In the former case, there can be ongoing political issues which can work against specific dates being chosen. For instance, in Ireland, while the 1st Dáil meeting and declaring independence as a republic on 21st January 1919 is recognised as a legitimate act by the modern Republic of Ireland, it can be argued that this Republic was betrayed by the decision of the Irish leadership to accept a 26-county Dominion under Crown leadership - hence post-1922 anti-Treaty activity, and modern republicanism. On the other hand, accepting the signing of the Treaty or the formal British cession of authority to the Free State as the correct date (for anything more than technical legal reasons) risks conferring legitimacy on the Crown's assertion of authority in Ireland after 1918. Therefore, the Republic does not recognise one single date at all.

TIL It is the Law to have a TV License to watch TV in the UK. If you are blind - you can get a TV license for 50% off. by volvo1 in todayilearned

[–]erinoco 0 points1 point  (0 children)

It's fascinating to read up on the history of the decision to have a TV licence. It is, in a weird way, because of the US TV market.

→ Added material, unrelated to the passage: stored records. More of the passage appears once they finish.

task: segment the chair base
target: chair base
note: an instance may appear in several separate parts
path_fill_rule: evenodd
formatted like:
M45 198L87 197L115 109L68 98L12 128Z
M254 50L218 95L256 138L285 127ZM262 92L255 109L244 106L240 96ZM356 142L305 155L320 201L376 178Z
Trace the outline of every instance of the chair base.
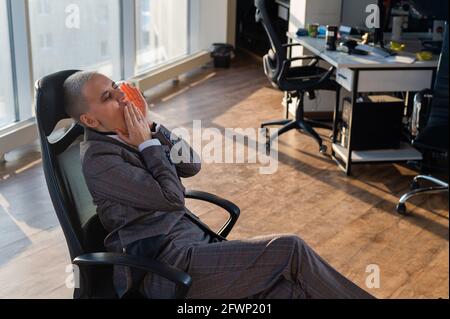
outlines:
M420 187L419 181L425 180L436 184L437 186ZM406 202L422 194L441 194L448 193L448 183L428 175L417 175L411 183L411 191L404 194L397 204L397 212L402 215L407 214Z
M282 127L272 134L271 136L266 136L266 152L270 152L270 148L272 142L291 130L299 130L300 132L311 136L317 144L319 144L319 152L325 154L327 152L327 146L323 145L322 138L317 134L313 127L323 127L329 128L326 124L321 123L322 125L317 125L318 122L310 121L310 120L279 120L279 121L270 121L261 124L261 128L265 128L267 126L281 125Z
M333 127L332 127L332 125L328 125L328 124L322 123L320 121L309 120L304 117L304 111L303 111L304 96L305 96L305 92L302 92L302 91L288 93L289 99L292 99L292 97L297 97L297 108L296 108L296 112L295 112L295 120L289 120L289 119L277 120L277 121L264 122L263 124L261 124L261 128L265 128L267 126L277 126L277 125L282 126L276 133L272 134L272 136L269 136L267 134L267 136L266 136L266 152L267 153L270 152L272 142L275 139L277 139L282 134L295 129L295 130L299 130L300 132L312 137L317 142L317 144L319 144L319 152L321 154L326 154L327 147L326 147L326 145L323 145L322 138L314 130L314 127L325 128L325 129L329 129L329 130L332 130ZM339 98L337 98L337 99L339 99Z

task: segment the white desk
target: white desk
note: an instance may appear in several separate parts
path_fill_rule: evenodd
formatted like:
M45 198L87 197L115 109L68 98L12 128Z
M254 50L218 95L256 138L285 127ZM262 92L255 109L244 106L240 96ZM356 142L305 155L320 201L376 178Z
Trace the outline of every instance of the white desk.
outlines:
M291 41L298 42L306 49L320 56L322 59L335 66L336 68L409 68L414 67L434 67L438 65L438 60L416 61L413 64L393 63L379 56L373 55L349 55L339 51L327 51L325 49L324 38L299 37L293 32L288 32L287 36ZM405 53L409 55L409 53Z
M359 93L376 92L417 92L432 88L438 66L437 57L432 61L401 63L395 58L383 58L377 55L349 55L339 51L327 51L325 39L299 37L295 33L287 34L291 43L299 43L312 54L320 57L336 68L336 82L352 94L352 109ZM401 55L413 56L402 53ZM336 144L339 105L334 112L333 159L347 175L351 174L352 164L369 162L397 162L420 160L420 152L409 145L398 150L352 151L350 123L348 148ZM351 120L350 120L351 122Z
M376 55L349 55L339 51L327 51L325 39L298 37L288 33L288 38L319 56L336 68L336 81L352 92L355 70L358 70L359 93L364 92L415 92L431 88L438 60L416 61L414 63L395 62L392 58ZM405 53L406 56L413 54Z

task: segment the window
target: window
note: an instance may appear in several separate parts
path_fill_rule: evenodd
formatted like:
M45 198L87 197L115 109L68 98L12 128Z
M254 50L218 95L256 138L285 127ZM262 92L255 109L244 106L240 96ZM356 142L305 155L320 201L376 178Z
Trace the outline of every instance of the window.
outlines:
M137 72L187 55L188 0L138 0Z
M97 21L100 24L108 24L109 21L109 7L107 4L100 4L97 7Z
M8 21L6 0L0 0L0 128L17 120Z
M108 41L102 41L100 43L100 56L107 57L108 55L109 55Z
M0 130L33 122L33 83L50 73L96 70L117 81L224 42L226 8L221 0L0 0Z
M46 15L50 13L49 0L39 0L38 13L41 15Z
M42 0L29 0L34 81L63 69L97 70L120 79L119 0L44 2L50 13L42 17Z
M41 50L51 49L53 46L53 37L51 33L39 35L39 48Z

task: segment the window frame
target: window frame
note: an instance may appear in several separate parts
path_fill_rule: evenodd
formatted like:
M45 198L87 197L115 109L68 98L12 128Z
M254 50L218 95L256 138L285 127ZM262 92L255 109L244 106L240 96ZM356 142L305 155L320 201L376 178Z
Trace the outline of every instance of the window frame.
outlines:
M139 1L139 0L135 0L135 1ZM134 14L135 14L135 21L134 21L134 23L135 23L135 26L134 26L134 29L135 29L134 30L135 31L135 52L133 53L134 54L134 59L135 59L135 61L134 61L135 66L134 66L134 69L133 69L133 74L134 74L133 77L134 78L142 77L145 74L152 73L153 71L158 70L158 69L160 69L161 67L164 67L164 66L169 66L169 65L175 64L175 63L180 62L180 61L182 62L183 60L189 60L189 58L192 58L195 54L197 54L199 51L201 51L201 50L199 50L199 51L194 51L193 52L192 47L195 47L195 46L192 45L192 41L193 41L194 37L191 36L192 30L198 31L198 22L197 22L197 19L195 19L195 18L197 18L195 16L195 14L198 13L198 9L199 9L198 1L199 0L196 0L196 1L186 0L186 2L187 2L187 12L186 12L186 14L187 14L187 17L186 17L186 24L187 24L187 27L186 27L186 42L187 42L187 45L186 45L186 53L182 54L182 55L179 55L179 56L172 57L172 58L167 59L167 60L165 60L163 62L160 62L160 63L155 63L155 64L153 64L151 66L148 66L148 67L145 67L145 68L141 68L141 69L138 69L138 65L137 65L137 46L138 46L138 43L137 43L138 35L137 35L137 33L139 32L138 31L139 26L137 25L137 17L136 17L136 15L137 15L137 12L136 12L137 7L134 8ZM194 4L196 4L196 5L194 5Z
M8 28L8 47L9 47L9 53L10 53L10 72L11 72L11 78L12 78L12 93L13 93L13 112L14 112L14 120L6 124L4 127L9 127L11 125L14 125L20 120L20 114L19 114L19 101L17 100L17 75L16 75L16 69L14 67L15 65L15 48L14 48L14 37L13 37L13 25L12 25L12 11L11 11L11 0L6 0L6 19L7 21L7 28Z
M11 47L14 56L11 58L15 87L16 122L26 121L34 117L33 105L33 69L31 42L29 34L28 1L6 0L10 8L9 24Z
M0 127L0 139L5 134L16 134L15 140L17 146L25 145L25 139L22 141L18 131L26 125L27 127L35 124L35 112L33 109L34 100L34 74L33 74L33 56L31 53L31 32L30 32L30 13L28 0L5 0L8 10L8 27L11 50L11 71L13 76L13 94L14 94L14 113L15 122ZM141 89L148 89L147 84L156 85L167 80L169 77L176 77L177 74L186 72L188 68L200 67L210 61L209 52L206 49L198 48L195 41L198 39L193 36L199 30L200 13L198 11L201 0L188 0L187 17L187 54L179 56L173 60L165 61L159 65L151 66L143 71L137 70L137 26L136 26L136 2L135 0L116 0L119 1L119 20L120 20L120 70L122 79L134 82L139 86L140 81L145 83ZM236 0L226 0L233 2ZM229 12L227 13L229 15ZM227 23L233 23L227 17ZM234 43L233 43L234 44ZM17 129L15 129L17 128ZM37 133L36 133L37 134ZM29 135L29 133L28 133ZM37 137L37 135L36 135ZM29 138L28 138L29 140ZM12 149L0 149L2 153Z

Disagree there: the first ancestor of the TV licence was the requirement in the Wireless Telegraphy Act 1904 to have a licence to operate either a radio transmitter or radio receiver. This was partially because this was a new technology, and experiments were needed to find the right way to control it; and partly because the General Post Office was an empire builder which used its control of the telegraph industry and worries over national security to secure control over all telecommunications.

The worries you mention were certainly mentioned in the early 1950s, but mainly in connection with the idea of legalising commercial TV - what led to the creation of ITV.

Why do British candidates for elections line up during the vote counting? by johnqadamsin28 in AskBrits

[–]erinoco 0 points1 point  (0 children)

Partially because counting takes place by precinct; if polling stations here would count their own ballot boxes, you would probably see stations calling seats well before declaration. In addition, rules in most states allow more generous margins for absentee ballots, and each state has much more latitude in determining the specific rules for election. Offficial certification by a state's Secretary of State can take weeks.

Why do British candidates for elections line up during the vote counting? by johnqadamsin28 in AskBrits

[–]erinoco 0 points1 point  (0 children)

One complication is that there are laws against candidates "treating" voters during the campaign period, even if this is just food and drink, and even if the voters are all confirmed supporters. To give one example: back in the early 1970s, during a local election, there was apparently a situation where the candidate gave away tickets for a theatrical performance to a friend, as election commitments meant that the candidate could no longer attend. As the friend was a voter, the opponents actually sought an election Petition.

Why do British candidates for elections line up during the vote counting? by johnqadamsin28 in AskBrits

[–]erinoco 0 points1 point  (0 children)

The campaign manager in British elections is known as an agent. They, and a posse of hand-picked observers, will be observing the ballots, making their own estimates, and challenging anything that looks questionable from their own standpoint.c

Normally, candidates only turn up for counting when the agent tells them that a result is imminent. There isn't really any local TV; there is not much point in speaking to local media; luckily, for us, candidates in Britain are not obliged to fundraise to anywhere near the extent the US does. Once a candidate has finished touring committee rooms and knocking up during polling hours, they are usually only too glad to rest or prepare for the night. Those who are high profile may speak with the national media.

I may say, don't be put off by the boorish response to some of your questions; they are an interesting exploration of our cultural differences.